Mobile Learning Experience via Text Mining of App Store User Reviews

Jie Gao; Xiaoshan Huang; Adam K. Dubé

doi:10.59668/2222.22677

Mobile Learning Experience via Text Mining of App Store User Reviews

Jie Gao, Xiaoshan Huang, & Adam K. Dubé

Abstract

This study investigates the mobile learning experience in Duolingo via a text mining analysis of users' emotional arguments and their overall app ratings of Duolingo app store reviews. Sentiment analysis is employed to extract emotional arguments from 24,391 lines of user feedback of Duolingo from the Google Play store. Analyses explore the relationship between sentiment scores and users' rating scores. The results indicate that higher sentiment compound scores align with elevated Duolingo app ratings and negative sentiments uniquely affecting user ratings. This underscores the influential role of emotional arguments in shaping users' perceptions of their mobile learning experiences. Beyond quantitative assessment, this research emphasizes the qualitative dimension of user experience with mobile learning applications. The findings support the study of app store reviews as a meaningful source of information on mobile learning and demonstrate the importance of using sentiment analysis to explore users’ affective experience of mobile learning.

Introduction

Mobile learning is the most studied educational technology of the last decade, with a 269% increase in publications between 2011 to 2021 (Dubé & Wen, 2022). Krouska et al. (2022) found that mobile learning can have a significant and positive impact on students’ academic performance, given that the mobile app is well-designed. Zerihun et al. (2012) argue that users’ affective learning experience plays a key role in measuring the effectiveness of a teaching activity. Thus, measuring students’ affective experience of mobile learning can provide insights into creating well-designed mobile learning apps.

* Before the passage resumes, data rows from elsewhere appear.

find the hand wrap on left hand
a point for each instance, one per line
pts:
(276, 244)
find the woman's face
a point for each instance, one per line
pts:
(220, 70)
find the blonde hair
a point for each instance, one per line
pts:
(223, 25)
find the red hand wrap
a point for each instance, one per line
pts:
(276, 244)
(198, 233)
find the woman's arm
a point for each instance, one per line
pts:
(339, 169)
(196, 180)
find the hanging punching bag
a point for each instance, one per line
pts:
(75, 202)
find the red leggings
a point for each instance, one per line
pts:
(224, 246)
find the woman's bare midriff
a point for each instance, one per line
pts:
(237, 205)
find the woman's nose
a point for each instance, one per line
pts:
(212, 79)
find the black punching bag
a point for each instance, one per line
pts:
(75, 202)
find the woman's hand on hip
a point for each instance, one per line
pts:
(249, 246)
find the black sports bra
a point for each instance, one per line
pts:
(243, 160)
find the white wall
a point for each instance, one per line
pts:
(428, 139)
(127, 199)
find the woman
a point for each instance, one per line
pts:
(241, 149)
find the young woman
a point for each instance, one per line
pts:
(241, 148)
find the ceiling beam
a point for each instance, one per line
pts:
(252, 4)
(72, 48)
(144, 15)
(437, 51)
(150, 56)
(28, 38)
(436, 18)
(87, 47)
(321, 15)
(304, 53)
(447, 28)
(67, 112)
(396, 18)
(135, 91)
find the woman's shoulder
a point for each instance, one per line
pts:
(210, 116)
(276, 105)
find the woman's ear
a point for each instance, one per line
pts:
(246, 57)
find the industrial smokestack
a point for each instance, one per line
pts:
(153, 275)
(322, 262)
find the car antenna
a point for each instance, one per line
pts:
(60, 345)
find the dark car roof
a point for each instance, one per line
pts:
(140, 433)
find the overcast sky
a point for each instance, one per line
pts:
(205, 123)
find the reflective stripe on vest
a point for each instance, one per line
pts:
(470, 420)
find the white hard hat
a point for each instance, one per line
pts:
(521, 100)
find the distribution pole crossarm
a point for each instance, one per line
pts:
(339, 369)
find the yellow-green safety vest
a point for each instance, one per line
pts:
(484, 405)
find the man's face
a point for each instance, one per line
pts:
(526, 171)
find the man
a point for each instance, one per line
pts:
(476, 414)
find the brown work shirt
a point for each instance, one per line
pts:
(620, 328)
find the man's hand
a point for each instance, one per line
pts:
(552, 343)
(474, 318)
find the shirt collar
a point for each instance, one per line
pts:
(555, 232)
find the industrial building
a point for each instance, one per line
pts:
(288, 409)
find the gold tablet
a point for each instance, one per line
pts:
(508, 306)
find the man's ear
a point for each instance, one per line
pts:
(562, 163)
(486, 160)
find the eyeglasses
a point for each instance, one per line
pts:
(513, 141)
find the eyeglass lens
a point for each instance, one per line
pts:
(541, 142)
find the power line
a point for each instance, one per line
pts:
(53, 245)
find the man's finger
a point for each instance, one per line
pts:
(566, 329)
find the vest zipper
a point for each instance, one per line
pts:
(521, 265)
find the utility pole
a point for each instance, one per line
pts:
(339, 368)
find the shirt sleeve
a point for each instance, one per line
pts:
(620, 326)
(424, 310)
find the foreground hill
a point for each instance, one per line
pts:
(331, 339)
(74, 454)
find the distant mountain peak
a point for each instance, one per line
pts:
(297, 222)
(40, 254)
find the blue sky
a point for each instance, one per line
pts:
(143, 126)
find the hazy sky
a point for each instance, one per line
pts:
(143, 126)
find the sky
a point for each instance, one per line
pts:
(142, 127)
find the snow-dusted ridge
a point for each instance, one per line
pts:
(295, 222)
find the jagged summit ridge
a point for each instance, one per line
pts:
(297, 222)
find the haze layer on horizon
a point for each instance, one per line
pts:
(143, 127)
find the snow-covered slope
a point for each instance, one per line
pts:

Mobile app developers and researchers study app reviews in app stores (e.g., Google Play) to gain insights into users’ experience with mobile learning (Montazami et al., 2022a,b). Several studies (Gao et al., 2018; Genc-Nayebi & Abran, 2017; Guzman & Maalej, 2014) argue that app reviews represent the users' ‘voices’ and can contribute to the development and design of applications. However, leveraging user reviews to infer user experience is not straightforward, as they consist of both quantitative ratings (e.g., 4/5 stars) and qualitative text.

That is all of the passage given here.